The generated test harness was then used to form a test suite in Simulink Test Manager, where logical assessments could be applied to assess event occurrence, and all test scenarios could be automatically simulated. The results of the test simulation were then examined and linked to the relevant requirements to validate the model. Documentation of the test results were automatically generated using the built-in report generator in the Test Manager tool.

3.8. Automated PLC Code Generation and Operation on the Physical Equipment

Figure 10 illustrates the process for automatic generation of PLC code from the Simulink model. The validated model was exported from the MBD platform using the Simulink PLC coder tool to the relevant equipment IDE, providing a hardware-independent IEC 61131-3 compliant code from the modelling environment. The model was exported as an Add On Instruction (AOI) for the Rockwell Automation Studio 5000 programming environment. Once imported into Studio 5000, the AOI was inserted into a ladder diagram routine containing the MAM instruction. The required inputs for both the imported AOI and the MAM instruction were then mapped to the relevant data tags required for operation within the routine.

4. Results

4.1. Results of Automated Testing and Report Generation

Simulink Test manager was used to automatically simulate the test harness generated in Section 3.7. All forty-one test cases were successfully simulated, and all logical assessments were satisfied. A test report was automatically generated from these tests to provide documentation on test metrics, such as pass/fail results of each test and cyclomatic complexity to indicate the complexity of the logic and coverage metrics, such as decision and condition coverage to assess test completeness. The results of these metrics for the testing carried out in this work is presented in Figure 11. From this, it can be seen that 100% test coverage of decision and condition metrics across all model elements was achievable using the Simulink design verifier tool.

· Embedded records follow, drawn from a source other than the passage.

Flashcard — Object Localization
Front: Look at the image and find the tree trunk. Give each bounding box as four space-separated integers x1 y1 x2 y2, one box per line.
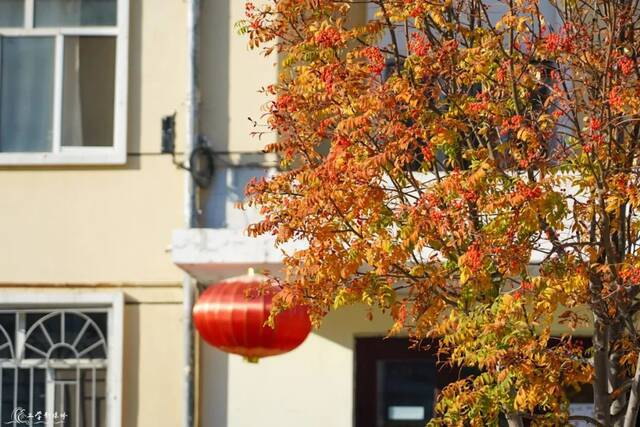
609 322 627 427
593 315 611 426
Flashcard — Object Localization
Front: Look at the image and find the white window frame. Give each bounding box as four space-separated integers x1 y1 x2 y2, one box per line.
0 0 129 166
0 291 124 427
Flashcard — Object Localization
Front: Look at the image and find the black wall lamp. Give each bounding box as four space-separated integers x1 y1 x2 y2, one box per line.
161 113 215 188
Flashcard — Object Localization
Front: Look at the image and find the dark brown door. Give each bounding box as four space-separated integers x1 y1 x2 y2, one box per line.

4.2. Traceability between Tests and Requirements

As each test is linked to its associated requirement, the Simulink Requirements module was used to automatically generate a traceability matrix and report detailing the implementation and verification status of each requirement and its corresponding model element. The requirements traceability matrix for the model used in this work is displayed in Figure 12 and showcases the links between each requirement and its corresponding test case.
The requirements report that was automatically generated by Simulink requirements contained all details associated with each requirement including requirement type, description, links to other model elements, its implementation status and verification status.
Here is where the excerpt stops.